The ‘anti-shooter’ “SLINGSHOOT” also is a representative of this kind of games, but it works in quite another way: By moving your planet close to the bullets or celestial bodies, that your enemies throw at you, you can manipulate their movement, so that they destroy themselves eventually. Another good example for the “Protect the planet” target is the defense shooter “Tiny Defense Planet”, where you have to fight against space dolphin aliens with your laser beams.
But violence, action and protection are not the only core motifs in those jam submissions that used planets as their playing field. Actually, there is a whole bunch of planet games which are simply relaxing. Take “Blomst 🌻” for example: Here you have to terraform heavenly bodies by planting different flowers on them. The atmospheric “Floraison” even lets you vitalize deserted wasteland planets just with the help of your character’s movements.
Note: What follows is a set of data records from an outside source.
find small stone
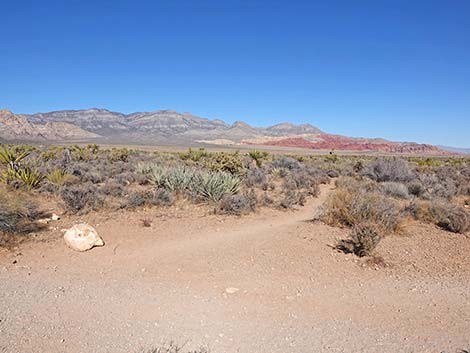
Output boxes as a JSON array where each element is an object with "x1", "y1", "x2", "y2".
[
  {"x1": 51, "y1": 214, "x2": 61, "y2": 221},
  {"x1": 225, "y1": 287, "x2": 239, "y2": 294}
]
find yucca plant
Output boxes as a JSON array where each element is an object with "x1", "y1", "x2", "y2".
[
  {"x1": 0, "y1": 168, "x2": 18, "y2": 184},
  {"x1": 0, "y1": 147, "x2": 30, "y2": 171},
  {"x1": 15, "y1": 168, "x2": 43, "y2": 189},
  {"x1": 193, "y1": 171, "x2": 241, "y2": 202},
  {"x1": 164, "y1": 166, "x2": 195, "y2": 192},
  {"x1": 135, "y1": 162, "x2": 153, "y2": 175},
  {"x1": 148, "y1": 165, "x2": 167, "y2": 187}
]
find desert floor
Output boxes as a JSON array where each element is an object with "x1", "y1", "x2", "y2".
[{"x1": 1, "y1": 183, "x2": 469, "y2": 353}]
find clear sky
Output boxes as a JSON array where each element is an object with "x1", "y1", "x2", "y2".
[{"x1": 1, "y1": 0, "x2": 469, "y2": 147}]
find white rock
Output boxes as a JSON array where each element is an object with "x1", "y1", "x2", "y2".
[
  {"x1": 225, "y1": 287, "x2": 240, "y2": 294},
  {"x1": 51, "y1": 214, "x2": 61, "y2": 221},
  {"x1": 64, "y1": 223, "x2": 104, "y2": 252}
]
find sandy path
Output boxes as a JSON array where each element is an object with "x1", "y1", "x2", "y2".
[{"x1": 1, "y1": 183, "x2": 469, "y2": 353}]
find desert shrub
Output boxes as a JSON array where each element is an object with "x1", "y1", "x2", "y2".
[
  {"x1": 148, "y1": 188, "x2": 174, "y2": 206},
  {"x1": 363, "y1": 158, "x2": 414, "y2": 183},
  {"x1": 380, "y1": 182, "x2": 410, "y2": 199},
  {"x1": 406, "y1": 200, "x2": 470, "y2": 233},
  {"x1": 407, "y1": 180, "x2": 425, "y2": 197},
  {"x1": 272, "y1": 156, "x2": 301, "y2": 170},
  {"x1": 415, "y1": 173, "x2": 457, "y2": 199},
  {"x1": 248, "y1": 149, "x2": 269, "y2": 167},
  {"x1": 244, "y1": 168, "x2": 268, "y2": 188},
  {"x1": 61, "y1": 184, "x2": 103, "y2": 213},
  {"x1": 121, "y1": 191, "x2": 147, "y2": 209},
  {"x1": 99, "y1": 181, "x2": 125, "y2": 197},
  {"x1": 320, "y1": 188, "x2": 404, "y2": 234},
  {"x1": 203, "y1": 152, "x2": 244, "y2": 174},
  {"x1": 286, "y1": 168, "x2": 321, "y2": 196},
  {"x1": 337, "y1": 223, "x2": 382, "y2": 257},
  {"x1": 334, "y1": 176, "x2": 378, "y2": 193},
  {"x1": 69, "y1": 145, "x2": 88, "y2": 161},
  {"x1": 279, "y1": 190, "x2": 307, "y2": 209},
  {"x1": 120, "y1": 188, "x2": 174, "y2": 209},
  {"x1": 327, "y1": 169, "x2": 339, "y2": 178},
  {"x1": 142, "y1": 342, "x2": 208, "y2": 353},
  {"x1": 192, "y1": 171, "x2": 241, "y2": 202},
  {"x1": 114, "y1": 171, "x2": 136, "y2": 185},
  {"x1": 108, "y1": 148, "x2": 130, "y2": 162},
  {"x1": 218, "y1": 191, "x2": 257, "y2": 215},
  {"x1": 178, "y1": 148, "x2": 208, "y2": 162},
  {"x1": 81, "y1": 171, "x2": 105, "y2": 184},
  {"x1": 429, "y1": 202, "x2": 470, "y2": 233},
  {"x1": 0, "y1": 192, "x2": 41, "y2": 239},
  {"x1": 46, "y1": 169, "x2": 74, "y2": 186}
]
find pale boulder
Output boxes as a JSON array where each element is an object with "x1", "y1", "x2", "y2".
[{"x1": 64, "y1": 223, "x2": 104, "y2": 252}]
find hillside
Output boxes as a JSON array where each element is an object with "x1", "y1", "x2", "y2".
[{"x1": 0, "y1": 108, "x2": 451, "y2": 154}]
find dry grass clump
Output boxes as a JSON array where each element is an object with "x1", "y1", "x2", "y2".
[{"x1": 320, "y1": 186, "x2": 404, "y2": 234}]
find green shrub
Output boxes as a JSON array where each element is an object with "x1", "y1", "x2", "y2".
[
  {"x1": 248, "y1": 149, "x2": 269, "y2": 167},
  {"x1": 203, "y1": 152, "x2": 244, "y2": 174},
  {"x1": 178, "y1": 148, "x2": 208, "y2": 162},
  {"x1": 108, "y1": 148, "x2": 129, "y2": 162}
]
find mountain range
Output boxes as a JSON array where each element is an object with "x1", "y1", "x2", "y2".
[{"x1": 0, "y1": 108, "x2": 455, "y2": 154}]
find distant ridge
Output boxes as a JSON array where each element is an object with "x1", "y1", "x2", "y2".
[
  {"x1": 437, "y1": 146, "x2": 470, "y2": 155},
  {"x1": 0, "y1": 108, "x2": 455, "y2": 155}
]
Another wonderful category of planet games were based on rhythm and music. For instance, in “Planetone” and “Orchardstra” you plant different kinds of seeds on your world and by doing so you ‘compose’ your own melodies. I find that kind of interaction exciting, because you have to learn about the functionalities, dependencies and structures of your environment to create something beautiful. But if you are rather up for some silly fun, I highly recommend you a round of “Interplanetary Billiards”. There your billiard balls are tiny planets, which have to get sucked in by a black hole, while your own figure must not vanish.
Big world, limited view
But as we all know, planets are traditionally displayed as huge worlds, offering us many places to explore. With that thought in mind, some teams actually used big planets, but transformed them into small worlds by limiting the player’s view on them. A great example for that strategy are the puzzle exploration games “Bunosphere” and “Pip Sweep”. In both submissions, the players can just see a tiny part of the whole environment, so that they have to remember specific locations and the way back to them to solve the several puzzles.
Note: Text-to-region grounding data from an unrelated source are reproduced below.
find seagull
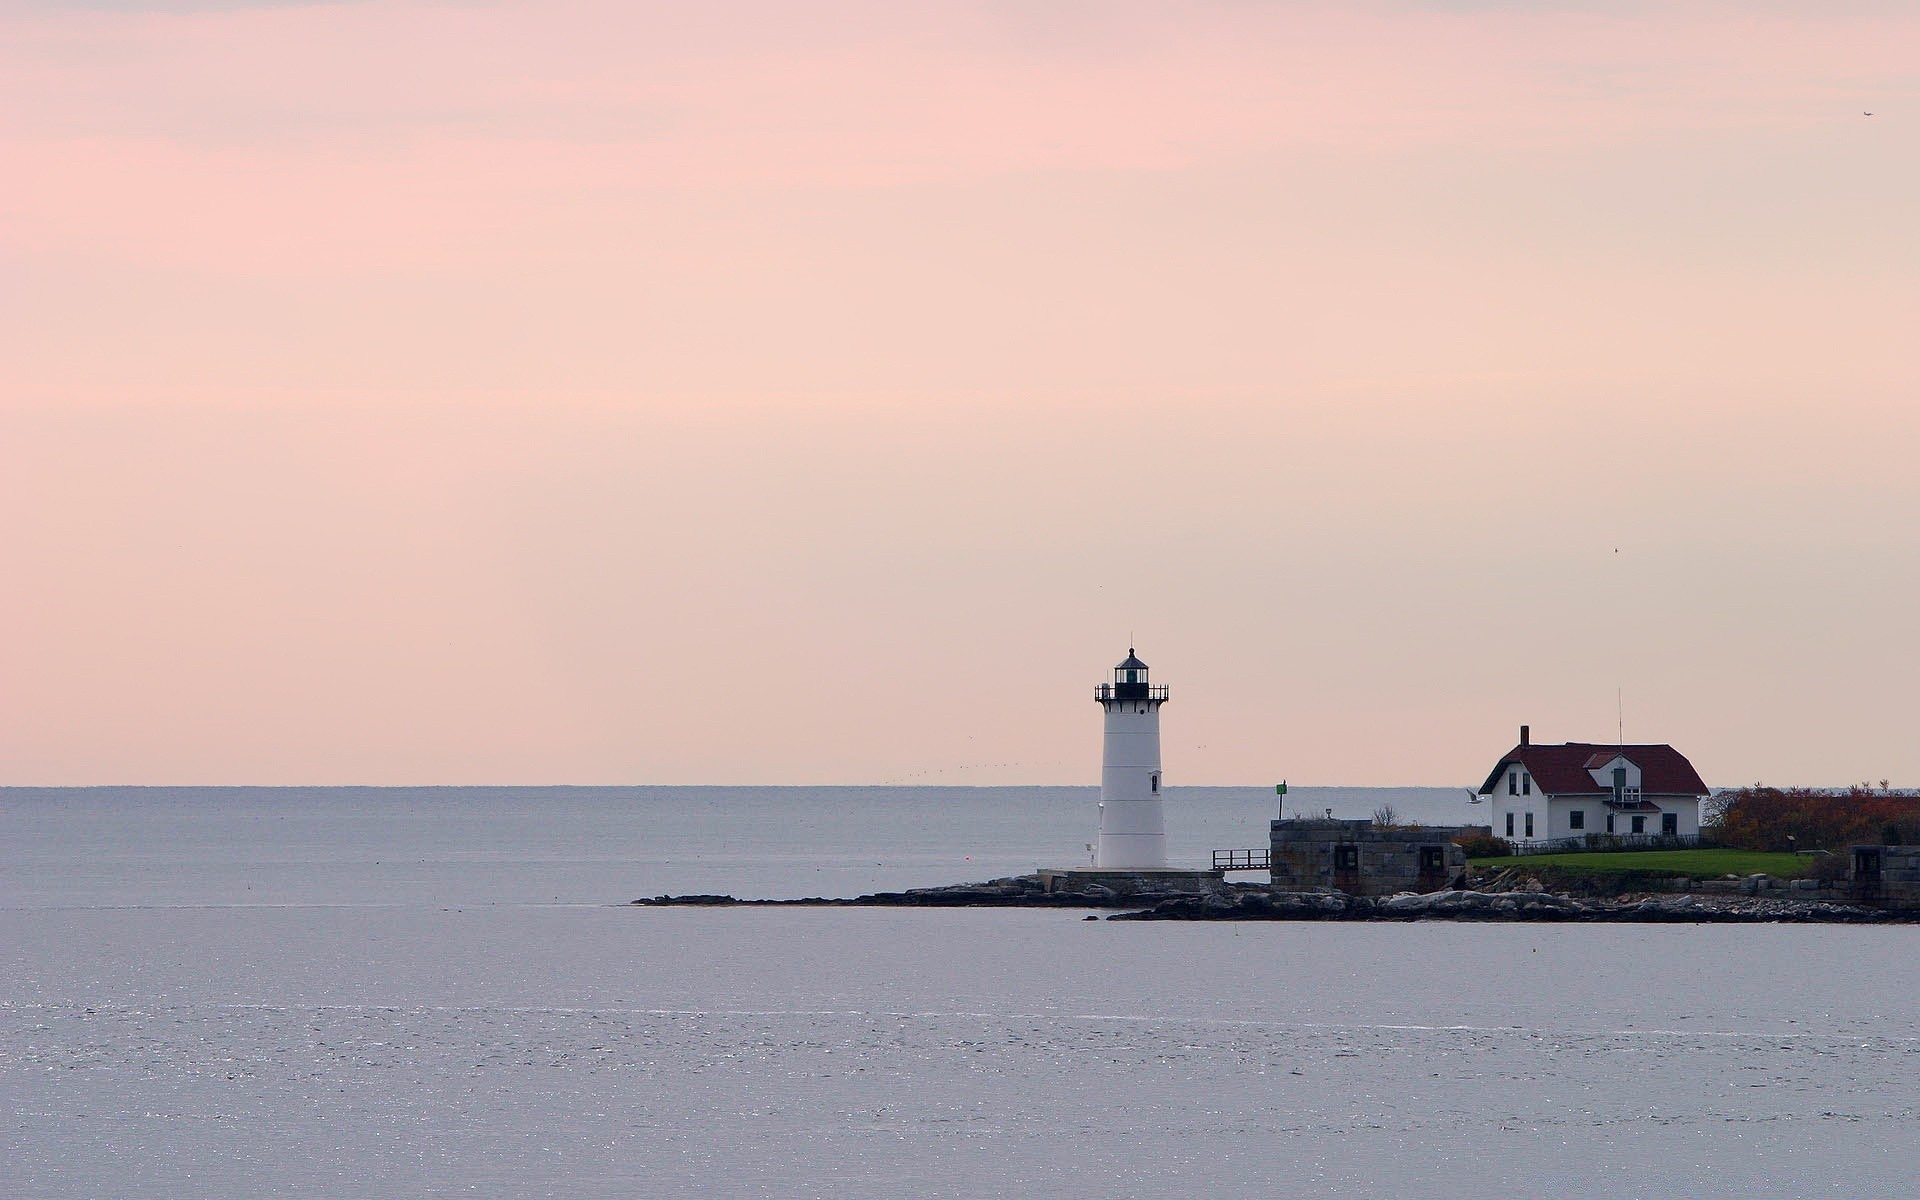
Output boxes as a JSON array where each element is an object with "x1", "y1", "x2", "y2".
[{"x1": 1864, "y1": 111, "x2": 1874, "y2": 116}]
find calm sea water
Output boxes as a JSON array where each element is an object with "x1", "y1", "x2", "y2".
[
  {"x1": 0, "y1": 784, "x2": 1474, "y2": 905},
  {"x1": 5, "y1": 787, "x2": 1916, "y2": 1199}
]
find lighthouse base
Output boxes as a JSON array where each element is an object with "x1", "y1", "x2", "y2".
[{"x1": 1036, "y1": 868, "x2": 1227, "y2": 898}]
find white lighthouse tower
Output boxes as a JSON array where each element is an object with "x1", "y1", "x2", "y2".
[{"x1": 1094, "y1": 649, "x2": 1170, "y2": 869}]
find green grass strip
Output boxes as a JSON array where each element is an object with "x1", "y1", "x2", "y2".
[{"x1": 1466, "y1": 848, "x2": 1812, "y2": 878}]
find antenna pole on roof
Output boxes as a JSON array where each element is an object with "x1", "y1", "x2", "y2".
[{"x1": 1612, "y1": 542, "x2": 1625, "y2": 750}]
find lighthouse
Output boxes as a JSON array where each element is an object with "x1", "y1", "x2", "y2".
[{"x1": 1094, "y1": 649, "x2": 1170, "y2": 868}]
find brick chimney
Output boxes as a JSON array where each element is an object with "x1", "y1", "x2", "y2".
[{"x1": 1520, "y1": 724, "x2": 1531, "y2": 747}]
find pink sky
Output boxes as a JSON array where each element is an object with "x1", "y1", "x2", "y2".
[{"x1": 4, "y1": 1, "x2": 1916, "y2": 786}]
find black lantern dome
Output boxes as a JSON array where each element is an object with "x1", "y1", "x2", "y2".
[{"x1": 1094, "y1": 647, "x2": 1169, "y2": 704}]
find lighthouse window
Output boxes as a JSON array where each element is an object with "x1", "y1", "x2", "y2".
[{"x1": 1150, "y1": 773, "x2": 1160, "y2": 794}]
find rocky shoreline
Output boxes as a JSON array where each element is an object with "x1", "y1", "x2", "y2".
[
  {"x1": 631, "y1": 874, "x2": 1916, "y2": 923},
  {"x1": 1108, "y1": 887, "x2": 1906, "y2": 923}
]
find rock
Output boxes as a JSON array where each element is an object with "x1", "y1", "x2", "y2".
[
  {"x1": 625, "y1": 875, "x2": 1920, "y2": 923},
  {"x1": 1110, "y1": 889, "x2": 1354, "y2": 921}
]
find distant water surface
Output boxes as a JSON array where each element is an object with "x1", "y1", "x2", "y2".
[
  {"x1": 4, "y1": 786, "x2": 1914, "y2": 1200},
  {"x1": 1, "y1": 784, "x2": 1474, "y2": 905}
]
The linear shooter “Monolith” implements this idea in a whole other way. Here, each encounter with a hostile fighter unit is so well-wrought, that the view of the player simply has to be focused on foes – literally, as you cannot shoot them down without looking in their direction for some moments.
Limiting the player’s view can also be done by offering them interaction possibilities with the game environment only via an interface. For example, in “The Deep” you have to complete different tasks like mining minerals and chasing away dangerous leviathans in a submarine. The vehicle itself is a poky place, where each room has an explicit function: There is a navigation room, in another room you control the hatches et cetera. By following such a design, the player’s possibilities to interact with the game world are split, allowing the game to create an illusion of a small world, while it is actually a huge one.
Another well-done interface can be found in “Pod2000”. Here, the players control a rover robot with the help of a console. By executing different commands, the robot will be told to go to different locations of the unknown planet. Whenever the apparatus arrives in a new place, it can explore it for a while. Afterwards it sends pictures and audio files that represent the environment in an atmospheric manner. Just by hearing and seeing what it recorded and photographed, we can build a connection to the planet and the machine.
Some participants chose to hide the world and reveal its whole grace only bit by bit. Most games with dungeon settings like the roguelike role-playing game “Paisley Princess” did exactly that. Each new and truly tiny room of the dungeon can be only explored by getting deeper into it. Thereby, each floor means a whole new environment with different kinds of monsters and rooms to explore. The game itself may be just some pixels wide and high, but the game world itself is surprisingly big.
The ambient puzzle platformer “The Shifting Catacombs of Mu’ralagh” shows off its ability of hiding the world in an even more spectacular way. Here, the character never moves from one screen into another. Instead, by solving switch puzzles and succeeding in reaction challenges the player can explore new rooms of the catacombs.